I have been looking through the physics.se and all over the internet for weeks now honestly, and I still don't understand how harmonics are formatted on the particle level. Yes, I know that only certain wavelengths fit an integer number of times into the length of the system and I understand how and why they would resonate if we drive the system with the frequency matching this wavelength. I see how the incident and reflected waves would have constructive interference and create nodes and antinodes.
However what I fail to understand is how a single pulse or a driving force at the fundamental frequency can possibly lead to formation of harmonics? The compressions at the fundamental frequency travel from one end to the other and back, only to be met with newly introduced disturbance wave. At what point and how do the particles of the wavefront separate into distinct wavefront of the harmonics?

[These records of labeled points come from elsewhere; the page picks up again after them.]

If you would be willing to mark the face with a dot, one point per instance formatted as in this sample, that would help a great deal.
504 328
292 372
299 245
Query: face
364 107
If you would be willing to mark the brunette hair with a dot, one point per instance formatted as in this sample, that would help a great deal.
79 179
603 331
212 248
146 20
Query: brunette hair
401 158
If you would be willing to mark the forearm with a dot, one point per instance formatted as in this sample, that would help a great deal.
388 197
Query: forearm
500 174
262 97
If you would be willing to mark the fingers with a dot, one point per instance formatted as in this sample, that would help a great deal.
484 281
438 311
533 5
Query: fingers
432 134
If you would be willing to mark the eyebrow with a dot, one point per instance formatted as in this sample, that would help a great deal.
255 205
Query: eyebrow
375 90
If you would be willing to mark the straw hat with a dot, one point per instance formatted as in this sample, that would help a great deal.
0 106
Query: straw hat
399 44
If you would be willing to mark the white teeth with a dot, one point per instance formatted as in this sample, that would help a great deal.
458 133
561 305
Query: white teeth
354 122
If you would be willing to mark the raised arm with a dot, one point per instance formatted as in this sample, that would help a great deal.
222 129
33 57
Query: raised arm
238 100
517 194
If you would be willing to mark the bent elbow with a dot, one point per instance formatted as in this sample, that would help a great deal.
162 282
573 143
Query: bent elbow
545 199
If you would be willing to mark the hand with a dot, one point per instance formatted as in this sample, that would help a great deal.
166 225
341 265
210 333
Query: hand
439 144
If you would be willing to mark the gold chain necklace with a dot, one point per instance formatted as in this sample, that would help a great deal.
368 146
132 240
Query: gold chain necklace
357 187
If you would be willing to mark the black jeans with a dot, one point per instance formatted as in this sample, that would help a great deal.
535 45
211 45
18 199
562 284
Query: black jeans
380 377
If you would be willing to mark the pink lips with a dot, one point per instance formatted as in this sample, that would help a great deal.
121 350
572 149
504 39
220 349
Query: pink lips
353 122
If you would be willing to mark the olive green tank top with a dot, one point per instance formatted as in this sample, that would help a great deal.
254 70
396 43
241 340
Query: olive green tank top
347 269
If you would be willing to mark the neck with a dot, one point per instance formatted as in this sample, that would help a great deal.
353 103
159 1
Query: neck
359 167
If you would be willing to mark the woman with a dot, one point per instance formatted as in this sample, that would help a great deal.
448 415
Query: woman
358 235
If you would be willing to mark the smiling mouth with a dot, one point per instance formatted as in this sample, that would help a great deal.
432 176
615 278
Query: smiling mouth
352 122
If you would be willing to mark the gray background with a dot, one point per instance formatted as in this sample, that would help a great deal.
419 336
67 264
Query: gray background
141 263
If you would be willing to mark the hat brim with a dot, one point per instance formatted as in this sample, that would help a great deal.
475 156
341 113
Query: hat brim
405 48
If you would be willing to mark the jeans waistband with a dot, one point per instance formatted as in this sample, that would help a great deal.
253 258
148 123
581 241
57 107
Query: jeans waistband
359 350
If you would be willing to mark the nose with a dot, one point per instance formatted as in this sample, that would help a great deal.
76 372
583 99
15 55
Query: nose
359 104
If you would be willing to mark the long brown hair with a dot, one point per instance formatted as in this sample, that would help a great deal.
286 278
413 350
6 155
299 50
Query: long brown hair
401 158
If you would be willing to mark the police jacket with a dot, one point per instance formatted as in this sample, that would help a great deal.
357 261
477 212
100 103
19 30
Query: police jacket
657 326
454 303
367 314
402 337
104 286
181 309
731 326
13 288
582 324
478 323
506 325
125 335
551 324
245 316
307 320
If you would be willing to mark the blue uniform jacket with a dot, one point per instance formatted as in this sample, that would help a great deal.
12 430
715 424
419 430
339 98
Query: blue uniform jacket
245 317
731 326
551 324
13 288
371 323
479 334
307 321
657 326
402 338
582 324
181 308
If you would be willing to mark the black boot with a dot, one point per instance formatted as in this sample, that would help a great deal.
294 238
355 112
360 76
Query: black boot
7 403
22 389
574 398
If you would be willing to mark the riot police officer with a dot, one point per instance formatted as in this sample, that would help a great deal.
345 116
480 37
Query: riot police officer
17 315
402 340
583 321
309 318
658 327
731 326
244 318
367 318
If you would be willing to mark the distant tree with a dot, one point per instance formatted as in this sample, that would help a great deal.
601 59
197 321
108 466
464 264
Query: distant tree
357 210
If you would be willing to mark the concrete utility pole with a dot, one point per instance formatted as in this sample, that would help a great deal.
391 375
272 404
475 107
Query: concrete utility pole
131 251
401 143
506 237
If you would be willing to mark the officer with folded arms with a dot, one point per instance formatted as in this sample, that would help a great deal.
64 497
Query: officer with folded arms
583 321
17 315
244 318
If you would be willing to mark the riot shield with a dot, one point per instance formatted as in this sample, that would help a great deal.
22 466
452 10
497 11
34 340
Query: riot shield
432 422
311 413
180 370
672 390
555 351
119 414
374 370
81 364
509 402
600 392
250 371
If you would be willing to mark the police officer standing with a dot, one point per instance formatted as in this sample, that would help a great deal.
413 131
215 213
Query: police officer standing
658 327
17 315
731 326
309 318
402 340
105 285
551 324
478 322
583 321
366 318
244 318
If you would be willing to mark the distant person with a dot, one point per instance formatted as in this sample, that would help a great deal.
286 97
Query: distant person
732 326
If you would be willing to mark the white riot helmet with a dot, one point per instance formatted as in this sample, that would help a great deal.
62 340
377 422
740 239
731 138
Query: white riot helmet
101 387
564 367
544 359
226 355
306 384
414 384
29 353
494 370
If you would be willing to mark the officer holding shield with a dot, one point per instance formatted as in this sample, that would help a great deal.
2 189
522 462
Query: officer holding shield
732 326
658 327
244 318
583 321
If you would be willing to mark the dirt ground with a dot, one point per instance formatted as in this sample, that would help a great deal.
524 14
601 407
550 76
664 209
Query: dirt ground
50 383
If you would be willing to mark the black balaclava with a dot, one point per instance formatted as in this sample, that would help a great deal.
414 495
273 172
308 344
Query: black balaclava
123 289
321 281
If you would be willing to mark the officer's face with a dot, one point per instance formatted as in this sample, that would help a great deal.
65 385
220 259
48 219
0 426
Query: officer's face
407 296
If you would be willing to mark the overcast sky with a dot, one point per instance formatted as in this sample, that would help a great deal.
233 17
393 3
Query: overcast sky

EDIT: Are the harmonic frequencies introduced by the forcing vibration in the first place? For example by non-linearities in vibrations of lip-buzzing, reeds, mouthpieces and oral cavities - or are there other phenomena that are causing harmonics? Would a sine wave driving a trumpet at its natural frequency (lip buzzing at only one resonant frequency of the trumpet) create harmonics, and if yes how?
And again just to be clear, I am NOT asking how and why they resonate once they are created and what frequencies fit the Fourier series etc - but the principle of their creation in the first place.